For kindergarten through second grade, Core Knowledge Language Arts from Amplify is the recommendation. 

“The reason we chose (CKLA) is really it’s much more developmentally appropriate for grades K-2 as they’re learning the phonics skills,” Centerburg’s director of teaching and learning Barb Gentille Green said Monday. “It’s very laid out. It’s very specific. It’s explicit instruction.”

For third through fifth grade, the team suggests Into Reading from Houghton Mifflin Harcourt.

Into Reading also has explicit phonics instruction but has writing instruction materials and support more suitable for the needs in upper grades, elementary principal Miguel Thompson said of the literacy team’s reasoning. 

“It had better graphic organizers and ways to organize writing than CKLA,” Thompson said.  

The literacy team comprises Gentille Green, Thompson, general education teachers, a speech language pathologist, two title reading teachers and two intervention specialists.

The board did not vote on the team’s recommendation during Monday’s meeting but intends to at the regular April meeting, following two public review meetings where parents and community members can learn about the curricula from 1 to 2:30 p.m. March 25 and from 4 to 5:30 p.m. April 6. 
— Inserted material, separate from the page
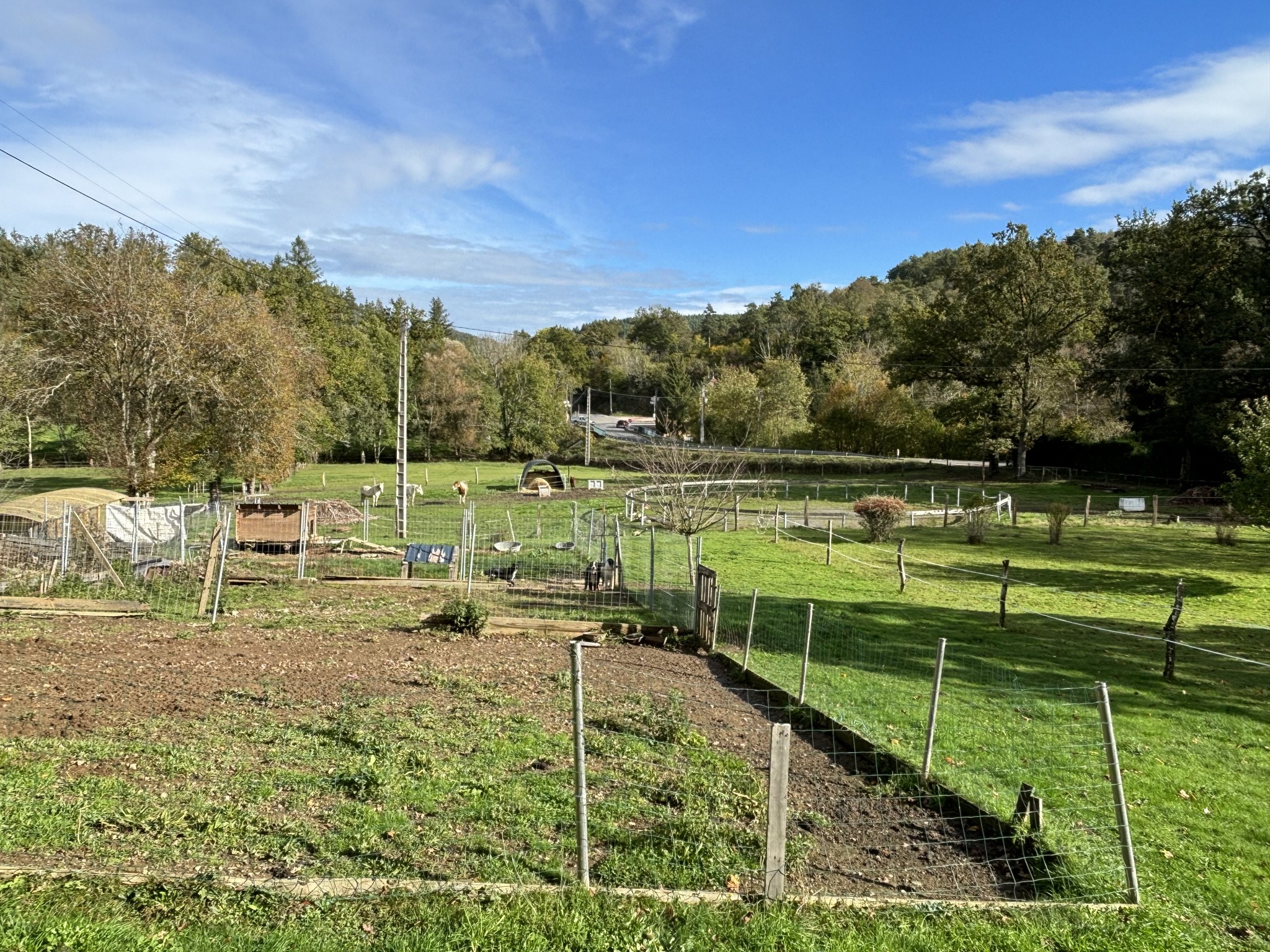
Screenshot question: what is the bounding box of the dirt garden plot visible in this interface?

“No curriculum is going to be perfect,” Gentille Green said when presenting the recommendation, which is why the literacy team has also recommended supplemental components for each curricula.

CKLA at kindergarten through second grade level would be supplemented by Heggerty Phonemic Awareness Curriculum, which the district is already using as a supplement, as well as support for writing development. The specific writing supplement program has yet to be determined, Gentille Green said. 
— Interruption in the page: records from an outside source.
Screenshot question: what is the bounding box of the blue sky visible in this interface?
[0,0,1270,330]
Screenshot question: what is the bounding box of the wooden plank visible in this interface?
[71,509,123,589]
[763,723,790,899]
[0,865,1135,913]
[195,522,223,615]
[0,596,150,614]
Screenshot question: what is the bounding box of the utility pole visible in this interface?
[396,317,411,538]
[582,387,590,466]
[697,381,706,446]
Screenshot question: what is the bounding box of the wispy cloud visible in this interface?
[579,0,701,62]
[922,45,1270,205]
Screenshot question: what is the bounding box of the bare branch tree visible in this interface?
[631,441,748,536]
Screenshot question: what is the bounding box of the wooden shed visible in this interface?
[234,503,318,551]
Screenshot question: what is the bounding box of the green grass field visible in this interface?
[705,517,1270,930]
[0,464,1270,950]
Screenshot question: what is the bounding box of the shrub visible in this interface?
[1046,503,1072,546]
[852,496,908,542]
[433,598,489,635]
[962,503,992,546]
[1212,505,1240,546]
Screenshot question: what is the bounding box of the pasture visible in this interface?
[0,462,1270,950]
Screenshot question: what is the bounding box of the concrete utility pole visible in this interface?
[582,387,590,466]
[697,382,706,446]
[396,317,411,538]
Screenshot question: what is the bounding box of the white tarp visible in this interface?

Into Reading for third through fifth grade would be supplemented with knowledge building reading materials to address listening and speaking standards. These specific supplemental materials have also not yet been determined, Gentille Green said.

Both CKLA and Into Reading teach reading based on the simple view of reading:

Word recognition (decoding) x language comprehension = reading comprehension

The supplements are intended to fill in gaps in both components, as reading comprehension is not a skill in and of itself but a product of decoding and language comprehension, Gentille Green said. 
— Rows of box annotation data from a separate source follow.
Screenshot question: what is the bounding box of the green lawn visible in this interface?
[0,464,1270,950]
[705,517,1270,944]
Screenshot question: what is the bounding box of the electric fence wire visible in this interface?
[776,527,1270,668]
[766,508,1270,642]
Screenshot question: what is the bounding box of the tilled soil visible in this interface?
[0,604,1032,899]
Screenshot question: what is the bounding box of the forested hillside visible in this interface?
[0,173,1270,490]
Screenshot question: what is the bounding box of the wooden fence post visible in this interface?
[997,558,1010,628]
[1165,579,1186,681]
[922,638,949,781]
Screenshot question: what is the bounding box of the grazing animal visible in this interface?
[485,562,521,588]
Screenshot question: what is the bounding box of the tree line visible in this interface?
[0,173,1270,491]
Centerburg began piloting the new literacy curricula at the start of the 2021-22 school year, with a teacher per grade piloting CKLA and another piloting Into Reading, with the exception of fifth grade, because there is only one language arts teacher. 

Throughout the month of February, teachers completed a rubric evaluating their respective pilot curriculum and met with Gentille Green and the elementary principal, Thompson, to review the rubric and answer additional questions ahead of the recommendation Monday.